During a search operation, a search key/word is applied to search data lines SDx 120, SDy 122, which are coupled to the gate terminals of compare transistors 174, 176, respectively. Compare transistors 174, 176 are connected between common match line 130 and transistors 170, 172, respectively. Each transistor pair 174, 170 and 176, 172 is referred to as a compare “stack.” The applied search key is compared to data stored in memory cell 100 to see if there is a match. To search for a “0,” SDx is set to 0 and SDy is set to 1; to search for a “1,” SDx is set to 1, and SDy is set to 0. The other transistor in each compare stack is controlled by the value stored by the respective capacitors Cx 140 and Cy 142.

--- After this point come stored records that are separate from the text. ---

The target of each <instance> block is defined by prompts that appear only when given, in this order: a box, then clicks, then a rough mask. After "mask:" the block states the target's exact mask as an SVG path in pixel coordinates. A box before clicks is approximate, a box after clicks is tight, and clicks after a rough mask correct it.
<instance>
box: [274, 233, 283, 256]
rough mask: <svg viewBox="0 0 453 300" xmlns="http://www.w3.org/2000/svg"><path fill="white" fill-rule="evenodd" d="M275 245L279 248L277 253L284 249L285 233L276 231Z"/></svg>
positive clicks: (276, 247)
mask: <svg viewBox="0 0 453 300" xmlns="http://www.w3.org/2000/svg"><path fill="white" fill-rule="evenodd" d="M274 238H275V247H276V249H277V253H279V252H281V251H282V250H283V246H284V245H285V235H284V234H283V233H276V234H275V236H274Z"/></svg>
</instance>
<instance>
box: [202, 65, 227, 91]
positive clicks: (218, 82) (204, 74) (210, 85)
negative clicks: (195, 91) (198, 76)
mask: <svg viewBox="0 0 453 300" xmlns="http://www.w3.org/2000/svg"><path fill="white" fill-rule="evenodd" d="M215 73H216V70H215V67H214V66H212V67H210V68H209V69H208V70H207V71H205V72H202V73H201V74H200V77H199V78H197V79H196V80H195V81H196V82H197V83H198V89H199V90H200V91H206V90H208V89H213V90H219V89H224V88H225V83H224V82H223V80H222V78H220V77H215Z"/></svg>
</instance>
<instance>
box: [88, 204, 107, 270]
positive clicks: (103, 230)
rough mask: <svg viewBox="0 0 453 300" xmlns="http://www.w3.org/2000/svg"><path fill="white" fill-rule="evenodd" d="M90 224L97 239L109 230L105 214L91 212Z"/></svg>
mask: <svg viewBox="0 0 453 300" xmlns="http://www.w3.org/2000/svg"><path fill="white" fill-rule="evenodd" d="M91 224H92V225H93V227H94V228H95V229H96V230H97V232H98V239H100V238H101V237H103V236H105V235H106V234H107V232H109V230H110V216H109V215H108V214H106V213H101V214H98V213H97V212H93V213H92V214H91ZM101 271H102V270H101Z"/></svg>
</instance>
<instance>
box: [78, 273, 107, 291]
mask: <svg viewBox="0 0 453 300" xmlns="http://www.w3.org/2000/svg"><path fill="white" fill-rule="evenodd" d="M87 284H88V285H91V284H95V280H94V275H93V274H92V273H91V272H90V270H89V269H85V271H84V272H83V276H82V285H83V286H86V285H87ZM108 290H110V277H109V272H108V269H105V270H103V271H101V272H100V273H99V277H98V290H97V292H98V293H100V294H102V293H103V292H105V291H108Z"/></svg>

If both transistors of either compare stack are turned on (high in the case of NMOS transistors) then the match line 130 is pulled down indicating a mismatch. If at least one transistor on each compare stack is off (low in the case of NMOS transistors) in cell 100 and all other cells connected to match line 130, then the match line 130 remains high indicating a match.
FIG. 2 shows a CAM array 200 and associated circuits 250, 252, 254, 256. The array 200 includes CAM memory cells 100 in rows and columns. Each row of CAM memory cells 100 stores an entry and is coupled to a respective word line 132 and match line 130, where every CAM memory cell 100 in the same row is mutually coupled to the word line 132 and match line 130. Each column of CAM memory cells 100 is coupled to respective search data lines SDx 120, SDy 122, and to bit lines BLx 110, BLy 112, BLx* 114, BLy*116, where every CAM memory cell 100 in the same column is mutually coupled to the column's search data line SDx 120, SDy 122 and to either the column's bit line BLx 110 and bit line BLy 112 or the column's bit line BLx*114 and bit line BLy*116.
Every word line 132 is coupled to access/decode circuit 254 and to a respective word line driver 284. Every match line 130 is coupled to access/decode circuit 256 and to a respective sense amplifier 286. Every search data line SDx 120, SDy 122 is coupled to access/decode circuit 252 and to a respective search data driver 282. Every bit line BLx 110, BLy 112, BLx*114, BLy*116 is coupled to access/decode circuit 250, both for driving and sensing.
Testing of memory devices is extremely time consuming and costly. Testing, however, is necessary to identify errors; but conventional testing techniques, such as comparing an output address with an expected address, do not detect all defects in a CAM. If errors are not identified and repaired, stored data could become corrupted. In particular, CAM entries are often used to access addresses in networks, and data transmitted on a network may be misdirected with results ranging from nondelivery to misdelivery.
It would therefore be advantageous to have improved techniques for testing memory devices, particularly CAMs.